Every week, we tell you about an album we think you need to spend time with. This week’s album is Heaven to a Tortured Mind, the new release from Yves Tumor.
The Yves Tumor project’s fashioning itself in a traceable lineage of unbridled rockstars, and this time, it’s gone more pop than ever. Granted, this comes at neither an expense of innovation nor a bend to the whims of convention. Convention and Yves Tumor don’t belong in the same sentence, even when Tumor colors more neatly within the lines. That said, it’s taken their fourth studio album for their hit-making capabilities to fully align with their dazzling attention to iconography and worldbuilding. While their previous effort elevated them to critical darling status for fearless (and brilliant) experimentation, Heaven to a Tortured Mind is an album that frolics through all the tricks of rockstars past, granting Sean Bowie the brunt of the spotlight to breathe intoxicating life into the annals of genre cliché. It’s dizzying, often electrifying, and distanced enough to ensure the fourth wall never falls no matter how many times Bowie smiles for the camera.
By design, the new iteration of Yves Tumor entertains a wicked fixation with temptation and desire. The sightline proves familiar, yet fruitful: when Tumor pines for devotion, to feel, it always registers with conviction, whether it’s crooning quietly or blaring from the depths of the underworld. For every well-worn trope of a rock opus, Tumor aligns its feelings with many horrific visions of violence, featuring many teeth, drops of blood, and severed heads. Working together, the romantic idealism is once again cast astray as Tumor rearranges the pieces of history.
Yves has always been one for range, and Heaven realizes many new facets of its potential as a time-warped character building new monuments from the remnants of its predecessor. And thanks to the likes of Diana Gordon and Kelsey Lu, the vocal execution makes for often-chilling results ranging from the narration of a hellish fever dream to an explosive arena rock showstopper. It’s the music kingdoms fall to, the soundtrack to an audible ego death.

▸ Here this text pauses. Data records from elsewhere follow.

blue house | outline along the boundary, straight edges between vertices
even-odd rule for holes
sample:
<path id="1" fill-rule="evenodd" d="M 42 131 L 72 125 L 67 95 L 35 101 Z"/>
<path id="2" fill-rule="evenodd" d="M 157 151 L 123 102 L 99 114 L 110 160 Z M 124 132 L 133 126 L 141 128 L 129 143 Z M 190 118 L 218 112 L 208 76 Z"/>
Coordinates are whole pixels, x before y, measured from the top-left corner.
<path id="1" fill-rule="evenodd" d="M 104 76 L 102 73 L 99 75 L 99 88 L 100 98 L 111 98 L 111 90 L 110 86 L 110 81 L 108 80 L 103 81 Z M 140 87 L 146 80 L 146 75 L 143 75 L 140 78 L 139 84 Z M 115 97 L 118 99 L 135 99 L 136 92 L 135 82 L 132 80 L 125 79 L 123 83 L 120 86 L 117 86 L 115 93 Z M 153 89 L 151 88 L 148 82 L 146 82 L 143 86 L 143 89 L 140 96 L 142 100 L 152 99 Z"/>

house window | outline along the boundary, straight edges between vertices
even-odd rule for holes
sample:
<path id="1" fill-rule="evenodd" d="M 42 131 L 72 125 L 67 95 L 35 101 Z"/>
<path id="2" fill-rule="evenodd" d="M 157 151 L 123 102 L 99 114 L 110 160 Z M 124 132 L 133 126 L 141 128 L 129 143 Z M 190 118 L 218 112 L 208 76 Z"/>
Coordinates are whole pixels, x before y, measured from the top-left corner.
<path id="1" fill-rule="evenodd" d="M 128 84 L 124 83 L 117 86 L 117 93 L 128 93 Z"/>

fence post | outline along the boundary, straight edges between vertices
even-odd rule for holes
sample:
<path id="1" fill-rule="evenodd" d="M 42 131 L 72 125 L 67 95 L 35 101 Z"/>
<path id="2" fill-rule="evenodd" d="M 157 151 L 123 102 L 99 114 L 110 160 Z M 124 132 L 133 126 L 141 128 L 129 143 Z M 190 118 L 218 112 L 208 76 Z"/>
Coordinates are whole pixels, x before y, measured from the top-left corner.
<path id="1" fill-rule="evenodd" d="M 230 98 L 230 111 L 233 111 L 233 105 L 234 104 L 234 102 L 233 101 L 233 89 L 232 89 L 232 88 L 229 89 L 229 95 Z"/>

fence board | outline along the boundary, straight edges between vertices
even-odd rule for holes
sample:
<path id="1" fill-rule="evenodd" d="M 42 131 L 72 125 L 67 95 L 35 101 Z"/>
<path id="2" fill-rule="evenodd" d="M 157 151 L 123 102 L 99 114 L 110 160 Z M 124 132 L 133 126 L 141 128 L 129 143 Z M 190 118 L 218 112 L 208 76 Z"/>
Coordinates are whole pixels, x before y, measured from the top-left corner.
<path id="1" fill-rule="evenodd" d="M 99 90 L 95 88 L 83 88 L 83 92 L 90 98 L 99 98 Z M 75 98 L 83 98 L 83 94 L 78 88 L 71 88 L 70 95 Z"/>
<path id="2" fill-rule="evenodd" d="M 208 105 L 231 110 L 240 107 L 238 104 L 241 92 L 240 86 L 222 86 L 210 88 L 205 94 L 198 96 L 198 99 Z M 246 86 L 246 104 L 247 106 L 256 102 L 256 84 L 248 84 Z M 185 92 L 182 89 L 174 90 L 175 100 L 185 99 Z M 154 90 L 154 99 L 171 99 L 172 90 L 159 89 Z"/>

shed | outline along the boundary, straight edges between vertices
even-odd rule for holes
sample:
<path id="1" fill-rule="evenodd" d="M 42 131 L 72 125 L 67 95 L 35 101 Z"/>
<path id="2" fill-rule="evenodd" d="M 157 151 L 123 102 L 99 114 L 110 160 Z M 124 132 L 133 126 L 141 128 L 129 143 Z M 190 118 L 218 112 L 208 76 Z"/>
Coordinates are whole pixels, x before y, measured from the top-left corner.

As I recall how Safe in the Hands of Love floored me for the sheer boldness of its ideas, Heaven to a Tortured Mind uses trace amounts of accessible markers to lure me into the boldness of what Tumor does with them. Funk basslines, brass samples, and guitar solos aboud, each landscape never afraid to spin itself out in disorienting yet enchanting fashion. It’s intriguing to call Heaven more sonically forgiving for a swing at mainstream, but that’d be a half-truth. Every gentle stride in the sonic palette finds itself quickly disrupted by Bowie’s masterful attention to detail that satiates itself on the ability to unearth the listener’s comforts and expectations.
Listeners can trace a little of everything across decades and genre, but the final blend serves as a rich journey for the well-acquainted, as well as the uninitiated. All 36 minutes beg to be amplified on long rides down the highway to nowhere, Yves Tumor serving as the ringleader guiding us towards sacrificing for our wildest fantasies. It’s the rockstar future we’ve deserved, and a present remaining difficult to prepare for, yet one we’ll gleefully enable. (This global moment’s spiraling uncertainty only serves as a prime backdrop.)